Having two cars isn't a luxury. And transport costs figure largely in household budgets.
"For somebody living, for example, in Whalsay or Northmavine (in the north of Shetland)" one man explains, "it's quite a lot of their weekly wage to get to Lerwick if you're commuting. It's completely different from living in Aberdeen, or even Inverness."
And that's exactly the point of the new research, which has been commissioned by Highlands and Islands Enterprise (HIE).
How different are spending patterns? And what are the extra costs? Exactly how much money do you have to have, in fact, to live a decent standard of living in Scotland's remotest rural communities?
Alastair Nicolson, Head of Planning and Partnerships at HIE, told me the aim of the research is to move "from anecdotes to evidence".
He added: "Once you can see what things are more expensive, and how much more expensive they are than the average, that's when you're in a position to develop - or tweak - policies to address some of those challenges.
"And when you've got an evidence base you can inform policies such as housing policy, transport policy, economic development policy, to make sure that they properly meet the needs of the people in the different types of communities that we serve across Scotland. And across the Highlands and islands in particular."
Part of the research will be led by Donald Hirsch, from the Centre for Research in Social Policy at Loughborough University.
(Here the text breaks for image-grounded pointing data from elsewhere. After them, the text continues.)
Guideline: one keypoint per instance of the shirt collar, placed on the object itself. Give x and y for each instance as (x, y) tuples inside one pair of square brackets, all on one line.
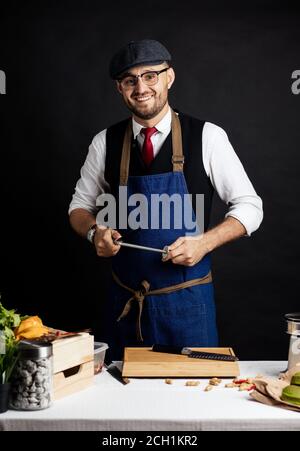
[(163, 126)]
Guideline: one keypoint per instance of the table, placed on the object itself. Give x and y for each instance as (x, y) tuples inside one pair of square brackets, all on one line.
[(152, 405)]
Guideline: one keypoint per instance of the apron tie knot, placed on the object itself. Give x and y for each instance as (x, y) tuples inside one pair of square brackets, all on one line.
[(139, 295)]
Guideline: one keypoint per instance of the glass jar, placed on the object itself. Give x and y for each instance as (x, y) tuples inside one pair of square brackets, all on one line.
[(32, 381), (293, 329)]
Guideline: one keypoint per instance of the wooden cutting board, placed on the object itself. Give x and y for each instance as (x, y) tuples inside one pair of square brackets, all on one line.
[(143, 362)]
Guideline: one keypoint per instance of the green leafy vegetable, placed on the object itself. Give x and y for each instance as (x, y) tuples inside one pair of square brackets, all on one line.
[(8, 344)]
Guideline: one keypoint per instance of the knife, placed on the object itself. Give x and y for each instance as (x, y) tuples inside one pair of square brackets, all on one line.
[(163, 251), (194, 354), (116, 374)]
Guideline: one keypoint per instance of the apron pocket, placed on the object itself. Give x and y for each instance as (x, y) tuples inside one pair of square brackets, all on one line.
[(176, 324)]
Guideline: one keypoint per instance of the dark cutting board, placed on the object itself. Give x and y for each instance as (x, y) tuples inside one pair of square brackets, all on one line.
[(143, 362)]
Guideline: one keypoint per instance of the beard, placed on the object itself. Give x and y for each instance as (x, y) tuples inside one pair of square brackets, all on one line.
[(149, 112)]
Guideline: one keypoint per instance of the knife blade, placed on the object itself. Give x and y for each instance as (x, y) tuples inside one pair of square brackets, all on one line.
[(116, 373), (194, 354), (163, 251)]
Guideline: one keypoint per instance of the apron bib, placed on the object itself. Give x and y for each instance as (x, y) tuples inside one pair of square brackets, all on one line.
[(185, 317)]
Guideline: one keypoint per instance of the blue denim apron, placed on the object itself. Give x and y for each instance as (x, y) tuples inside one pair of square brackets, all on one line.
[(185, 317)]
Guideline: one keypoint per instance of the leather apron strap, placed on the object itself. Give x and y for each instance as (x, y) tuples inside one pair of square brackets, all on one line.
[(140, 294), (177, 156)]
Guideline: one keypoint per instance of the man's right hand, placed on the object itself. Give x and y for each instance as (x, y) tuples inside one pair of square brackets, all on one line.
[(104, 244)]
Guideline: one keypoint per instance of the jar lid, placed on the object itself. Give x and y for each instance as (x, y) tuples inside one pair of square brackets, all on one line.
[(35, 350)]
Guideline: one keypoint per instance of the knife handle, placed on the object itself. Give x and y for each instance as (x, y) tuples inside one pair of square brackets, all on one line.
[(167, 348)]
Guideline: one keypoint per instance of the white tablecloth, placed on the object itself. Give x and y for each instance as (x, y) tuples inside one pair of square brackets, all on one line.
[(152, 405)]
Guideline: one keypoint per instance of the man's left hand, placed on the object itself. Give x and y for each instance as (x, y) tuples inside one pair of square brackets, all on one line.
[(187, 250)]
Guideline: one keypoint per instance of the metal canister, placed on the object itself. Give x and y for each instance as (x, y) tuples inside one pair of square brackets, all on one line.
[(293, 329), (31, 381)]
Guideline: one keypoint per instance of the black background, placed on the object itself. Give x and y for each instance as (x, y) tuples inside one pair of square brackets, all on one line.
[(233, 67)]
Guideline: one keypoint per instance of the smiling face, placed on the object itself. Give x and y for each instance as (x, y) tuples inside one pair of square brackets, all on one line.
[(147, 102)]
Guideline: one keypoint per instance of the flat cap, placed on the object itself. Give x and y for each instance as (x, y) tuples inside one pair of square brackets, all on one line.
[(136, 53)]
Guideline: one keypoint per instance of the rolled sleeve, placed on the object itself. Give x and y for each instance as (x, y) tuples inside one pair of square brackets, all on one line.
[(229, 178), (92, 182)]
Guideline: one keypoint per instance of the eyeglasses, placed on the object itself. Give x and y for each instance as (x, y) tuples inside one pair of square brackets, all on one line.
[(150, 78)]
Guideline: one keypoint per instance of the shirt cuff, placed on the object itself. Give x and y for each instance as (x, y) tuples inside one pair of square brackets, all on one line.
[(248, 215)]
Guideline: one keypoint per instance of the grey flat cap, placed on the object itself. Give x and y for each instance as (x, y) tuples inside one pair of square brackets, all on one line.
[(136, 53)]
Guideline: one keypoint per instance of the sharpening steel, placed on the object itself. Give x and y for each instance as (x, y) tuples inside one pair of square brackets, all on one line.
[(163, 251)]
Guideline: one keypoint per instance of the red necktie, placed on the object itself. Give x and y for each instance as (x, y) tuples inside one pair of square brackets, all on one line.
[(147, 151)]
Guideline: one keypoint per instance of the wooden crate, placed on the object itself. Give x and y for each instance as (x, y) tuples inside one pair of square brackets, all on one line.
[(73, 364), (143, 362)]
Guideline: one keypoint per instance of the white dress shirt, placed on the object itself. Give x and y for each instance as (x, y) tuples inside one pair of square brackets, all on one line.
[(220, 161)]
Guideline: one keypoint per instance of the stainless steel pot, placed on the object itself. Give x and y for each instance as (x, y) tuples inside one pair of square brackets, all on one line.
[(293, 329)]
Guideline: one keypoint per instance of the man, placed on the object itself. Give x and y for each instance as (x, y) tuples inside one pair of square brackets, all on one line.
[(165, 300)]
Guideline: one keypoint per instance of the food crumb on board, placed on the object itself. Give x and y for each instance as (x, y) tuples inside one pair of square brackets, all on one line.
[(208, 388)]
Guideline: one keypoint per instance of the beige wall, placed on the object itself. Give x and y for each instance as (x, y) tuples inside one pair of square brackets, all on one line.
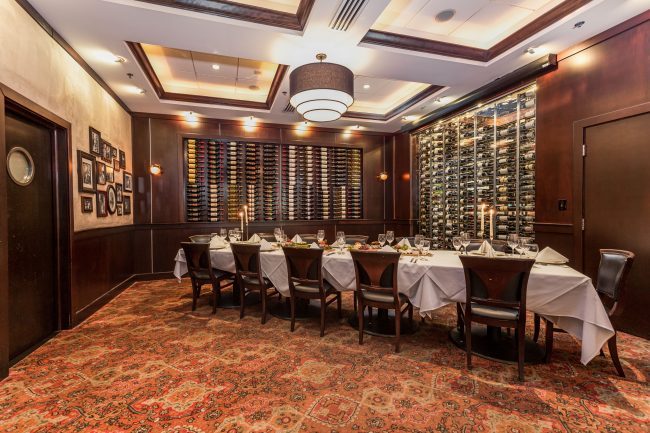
[(34, 65)]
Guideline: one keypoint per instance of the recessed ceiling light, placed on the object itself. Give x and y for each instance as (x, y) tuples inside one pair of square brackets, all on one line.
[(446, 15)]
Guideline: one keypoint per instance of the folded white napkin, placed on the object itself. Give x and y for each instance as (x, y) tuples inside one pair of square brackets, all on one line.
[(217, 242), (486, 249), (265, 245), (403, 242), (549, 255)]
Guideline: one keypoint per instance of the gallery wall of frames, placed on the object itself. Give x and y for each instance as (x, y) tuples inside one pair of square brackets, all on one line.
[(477, 161), (105, 186)]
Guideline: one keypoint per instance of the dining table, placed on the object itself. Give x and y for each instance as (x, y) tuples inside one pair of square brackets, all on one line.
[(559, 293)]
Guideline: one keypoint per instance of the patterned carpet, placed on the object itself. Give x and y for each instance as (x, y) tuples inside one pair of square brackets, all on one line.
[(145, 363)]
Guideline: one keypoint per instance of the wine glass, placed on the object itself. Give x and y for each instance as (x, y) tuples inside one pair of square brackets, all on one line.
[(465, 241), (456, 242), (512, 242)]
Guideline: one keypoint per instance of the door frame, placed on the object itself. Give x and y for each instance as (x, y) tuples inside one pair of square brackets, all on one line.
[(579, 135), (63, 216)]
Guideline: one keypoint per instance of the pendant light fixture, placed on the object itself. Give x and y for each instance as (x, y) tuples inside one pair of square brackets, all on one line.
[(321, 92)]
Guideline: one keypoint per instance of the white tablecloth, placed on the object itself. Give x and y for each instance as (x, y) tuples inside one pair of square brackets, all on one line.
[(559, 293)]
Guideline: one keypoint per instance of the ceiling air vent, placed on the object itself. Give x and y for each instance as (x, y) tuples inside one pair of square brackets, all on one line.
[(347, 12)]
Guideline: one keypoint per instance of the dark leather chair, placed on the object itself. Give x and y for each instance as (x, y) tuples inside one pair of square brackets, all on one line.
[(376, 277), (249, 276), (202, 239), (306, 281), (613, 270), (496, 296), (197, 256)]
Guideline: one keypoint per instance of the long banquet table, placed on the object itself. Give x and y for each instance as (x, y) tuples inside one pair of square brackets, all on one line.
[(559, 293)]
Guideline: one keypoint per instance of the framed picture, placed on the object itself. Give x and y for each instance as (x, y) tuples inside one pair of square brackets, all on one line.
[(86, 204), (102, 200), (95, 142), (122, 160), (101, 173), (111, 199), (119, 192), (86, 172), (106, 151), (128, 182)]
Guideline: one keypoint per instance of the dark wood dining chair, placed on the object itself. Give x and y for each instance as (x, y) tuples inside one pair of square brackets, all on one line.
[(202, 239), (249, 276), (496, 296), (306, 282), (197, 256), (376, 278), (613, 270)]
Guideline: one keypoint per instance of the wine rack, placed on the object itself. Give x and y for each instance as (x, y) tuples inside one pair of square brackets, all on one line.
[(479, 159)]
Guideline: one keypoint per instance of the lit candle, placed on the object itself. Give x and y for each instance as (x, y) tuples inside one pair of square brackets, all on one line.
[(491, 223)]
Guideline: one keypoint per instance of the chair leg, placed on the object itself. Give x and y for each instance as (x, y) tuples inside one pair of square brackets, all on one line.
[(323, 305), (263, 291), (549, 341), (398, 325), (521, 349), (292, 300), (360, 319), (537, 324), (613, 352)]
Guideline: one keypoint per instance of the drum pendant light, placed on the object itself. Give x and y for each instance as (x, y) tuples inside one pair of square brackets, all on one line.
[(321, 92)]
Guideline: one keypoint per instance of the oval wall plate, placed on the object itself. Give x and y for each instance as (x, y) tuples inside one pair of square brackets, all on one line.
[(20, 166)]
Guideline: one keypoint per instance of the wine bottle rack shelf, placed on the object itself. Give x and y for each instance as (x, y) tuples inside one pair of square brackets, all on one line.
[(274, 181), (481, 157)]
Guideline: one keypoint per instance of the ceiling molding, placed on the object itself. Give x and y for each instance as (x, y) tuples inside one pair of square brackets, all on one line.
[(412, 43), (71, 51), (242, 12), (142, 59), (496, 88), (432, 89)]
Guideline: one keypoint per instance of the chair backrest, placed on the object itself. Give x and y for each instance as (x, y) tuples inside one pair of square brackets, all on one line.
[(353, 239), (376, 272), (202, 239), (497, 282), (613, 271), (304, 266), (247, 259), (197, 256), (267, 236), (497, 245)]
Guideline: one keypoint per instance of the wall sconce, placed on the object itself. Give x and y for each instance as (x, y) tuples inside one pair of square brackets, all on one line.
[(155, 169)]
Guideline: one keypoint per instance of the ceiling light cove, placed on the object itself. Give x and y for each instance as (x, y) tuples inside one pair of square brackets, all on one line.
[(321, 92)]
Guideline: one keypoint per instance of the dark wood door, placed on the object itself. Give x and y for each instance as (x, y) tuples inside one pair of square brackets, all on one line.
[(617, 206), (32, 276)]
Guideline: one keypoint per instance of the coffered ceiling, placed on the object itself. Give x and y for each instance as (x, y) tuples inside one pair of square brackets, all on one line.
[(406, 63)]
He told BBC Radio Shetland: "Government and others are taking decisions about benefit levels, or about supporting people and supporting communities."
"(But) up until recently they really didn't have any idea what sort of income people would need as a minimum. It was very arbitrary, how you could set things like wages, or benefit levels."
'Make life acceptable'
He says that's what's prompted the investigation. To find out "what a minimum would be, in remote parts of rural Scotland".
The Centre, known as Crisp, has already conducted similar studies in urban and rural England. But the costs and needs of people in the Highlands and islands may well be very different.
"Let's be clear here", Donald Hirsch insists, "we're not just talking about the basics of life like food, and clothing and shelter. Those, of course, are absolutely essential for everyone."
"But we're also talking about the other things that make life acceptable. A certain amount of social participation, in order to not just survive but actually to live properly."
"And people won't have the same expectations if you live in London, or Lerwick, or a very remote island in Shetland."
The details of exactly who will be asked to take part in the research and how it will be conducted are yet to be finalised. But researchers will have what they call "very intense" conversations with people to establish what are acceptable minimum standards for people at different stages of life in their communities.
In a way what the research is trying to weigh up is best summarised by two comments people made to me, back out on Commercial Street in Lerwick.
One man said: "The cost of living on the islands here is much, much higher. But if you want to live in the islands, you have to pay that cost."
But another pointed out: "To buy the same things, you definitely need more money (than in mainland Scotland). But we have a very good standard of living here. There's more to the standard of living than the things you can buy with money."
The research findings are due to be published next year.